It should not be surprising that testing and being tested are taking place in such abundance in this pandemic time of crisis. As a medical crisis, testing is vital for health care at the individual level and for public health at the social level. And it is entirely understandable that individuals, organizations, and institutions will be tested in a moment of political and social crisis. Taking the conjuncture of these two major types of tests as its background, this essay analyzes the similarities and differences between the different kinds of tests in order to understand their entanglements in the crisis. In the process, we shall see a great diversity of tests operating in multiple registers, themselves not clearly demarcated, often combining and sometimes conflating, for example, scientific and public discourse.
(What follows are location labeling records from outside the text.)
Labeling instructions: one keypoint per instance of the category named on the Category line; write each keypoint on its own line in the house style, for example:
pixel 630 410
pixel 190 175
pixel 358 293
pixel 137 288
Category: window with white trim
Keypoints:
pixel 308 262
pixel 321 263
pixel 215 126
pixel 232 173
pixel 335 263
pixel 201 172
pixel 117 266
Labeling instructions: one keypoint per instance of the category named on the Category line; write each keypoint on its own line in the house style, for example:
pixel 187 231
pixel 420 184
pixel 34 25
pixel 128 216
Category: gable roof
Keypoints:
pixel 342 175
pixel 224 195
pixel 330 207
To do so, I will open by identifying three aspects of testing, drawn from the sociology of testing. First, tests are frequently proxies (or projections) that stand for something. Second, a test is a critical moment that stands out — whether because it is a moment deliberately separated out or because it is a puzzling or troublesome “situation” that disrupts the flow of social life. Third, when someone or something is put to the test, of interest is whether it stands up to the challenge.
These insights from Part 2 serve as the building blocks for addressing three major issues — representation, selection, and accountability — regarding testing in the time of the coronavirus crisis. Although the three aspects of testing are analytically distinguishable, they do not map exactly to the three issues. Thus, Part 3 explores the role of tests, models, and other projections in representing the coronavirus. In examining what is selected as standing out by the test results, Part 4 distinguishes individual, statistical, and algorithmic modes of selection in the pandemic. Part 5 analyzes similarities and differences between stress tests and test under stress to study the difficulties of public accountability.
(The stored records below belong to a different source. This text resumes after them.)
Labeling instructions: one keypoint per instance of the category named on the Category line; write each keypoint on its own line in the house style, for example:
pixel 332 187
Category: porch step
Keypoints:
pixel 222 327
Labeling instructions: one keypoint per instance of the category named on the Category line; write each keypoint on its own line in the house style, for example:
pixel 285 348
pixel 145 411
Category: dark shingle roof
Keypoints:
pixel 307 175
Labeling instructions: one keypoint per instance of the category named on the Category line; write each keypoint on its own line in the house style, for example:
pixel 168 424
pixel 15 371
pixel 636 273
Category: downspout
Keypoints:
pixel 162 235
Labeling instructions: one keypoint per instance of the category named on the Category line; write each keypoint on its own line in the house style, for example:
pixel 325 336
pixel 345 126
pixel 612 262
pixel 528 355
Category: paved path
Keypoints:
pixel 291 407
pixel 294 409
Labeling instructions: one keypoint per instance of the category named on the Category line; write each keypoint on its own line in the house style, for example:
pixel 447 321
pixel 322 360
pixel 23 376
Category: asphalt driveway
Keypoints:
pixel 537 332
This essay will not survey developments in the sociology of testing from Pinch’s 1993 paper6 to the present.7 Instead, it offers my immediate impressions of problems, processes, and practices related to testing and being tested that are taking place while events are still unfolding. That immediacy presents drawbacks but also opportunities. The danger, of course, is that these observations and reflections will soon appear dated. Will my insights pass the test of time? But here we are already in the realm of the sociology of testing — by which test and according to what time? There are many such tests and times.
2 Standing For, Standing Out, and Standing Up
Tests come in many forms, shapes, and sizes.8 They can be, for example, as a trial, a tryout, or a try-on (Formilan & Stark, 2020). There are blood tests and breath tests; tests of identity and tests of paternity; there are audits, but also auditions; wargames to prepare for battle, SATs to see if you have aptitude, and Rorschach tests to assess if you are paranoid. There are Turing tests to see if you are a computer and Captcha tests to see if you are a human. Tests of faith are at least as old as Abraham and Job. My point of departure for analyzing testing and being tested in the time of the pandemic starts with three basic insights from the sociology of testing.
1) A test is frequently a proxy that stands for something.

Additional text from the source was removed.